Une équipe n’est pas l’ensemble des meilleurs individualités.

Si un beau nez, une belle bouche et de beaux yeux ne font pas toujours une belle gueule, le meilleur défenseur, le meilleur goal, le meilleur attaquant ne conduisent pas toujours leur équipe à la victoire. De même un grand savant ne fait pas nécessairement un grand pédagogue et un grand technicien n’est pas toujours un grand patron.

Oui, dans une performance individuelle, la maîtrise obsessionnelle de son champ d’expertise est un gage de réussite. Le détail fait la différence. Qui ne voit les routines, les rituels, les automatismes, les superstitions des grands champions sportifs et des grands patrons visionnaires tels Nadal, Zuckerberg ou Jobs. Il en va différemment dans les sports collectifs.

Oui l’Equipe de France n’était peut-être pas constituée des meilleurs éléments qui évoluent dans les clubs les plus prestigieux à des postes définis et dans des rôles attribués à l’avance. Quelques excellentes individualités, telles Benzema, ont même déploré leur absence de la sélection alors que de jeunes inconnus, tels Pavard, avaient été retenus. Ces désormais champions du monde avaient pourtant été repérés il y a plusieurs années.

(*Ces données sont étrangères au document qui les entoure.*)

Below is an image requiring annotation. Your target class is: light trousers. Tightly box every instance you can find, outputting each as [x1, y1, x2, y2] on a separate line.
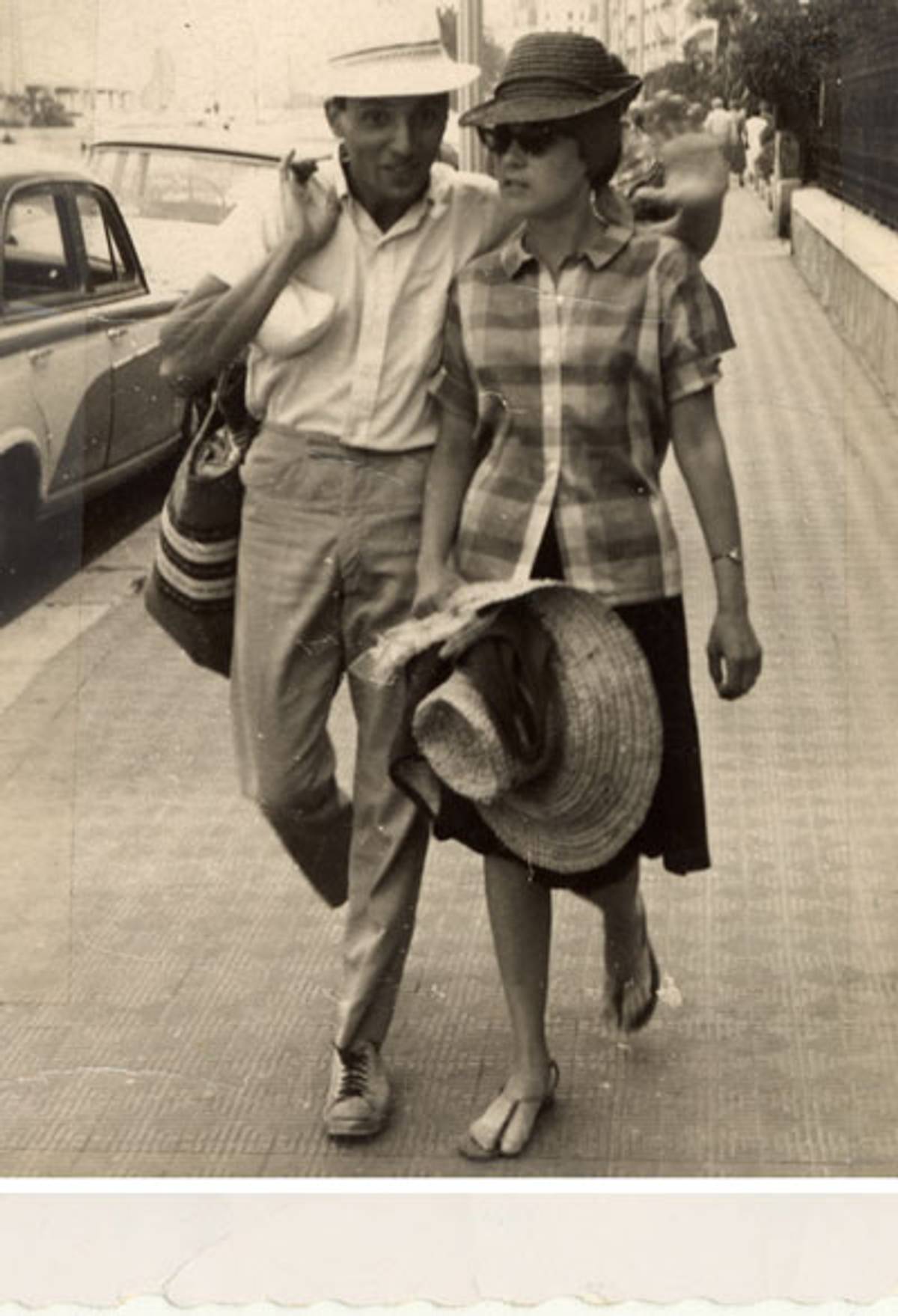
[230, 427, 430, 1047]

Leur personnalité, comportement collectif, aspirations, éthique avaient été analysés par les collaborateurs de Didier Deschamps.

La victoire est collective et la défaite est solitaire.

Oui, la victoire de l’Equipe de France c’est la volonté de vaincre ensemble, c’est des défenseurs qui marquent, des attaquants qui défendent et des joueurs sur le banc de touche qui partagent les mêmes émotions que les joueurs sur le terrain.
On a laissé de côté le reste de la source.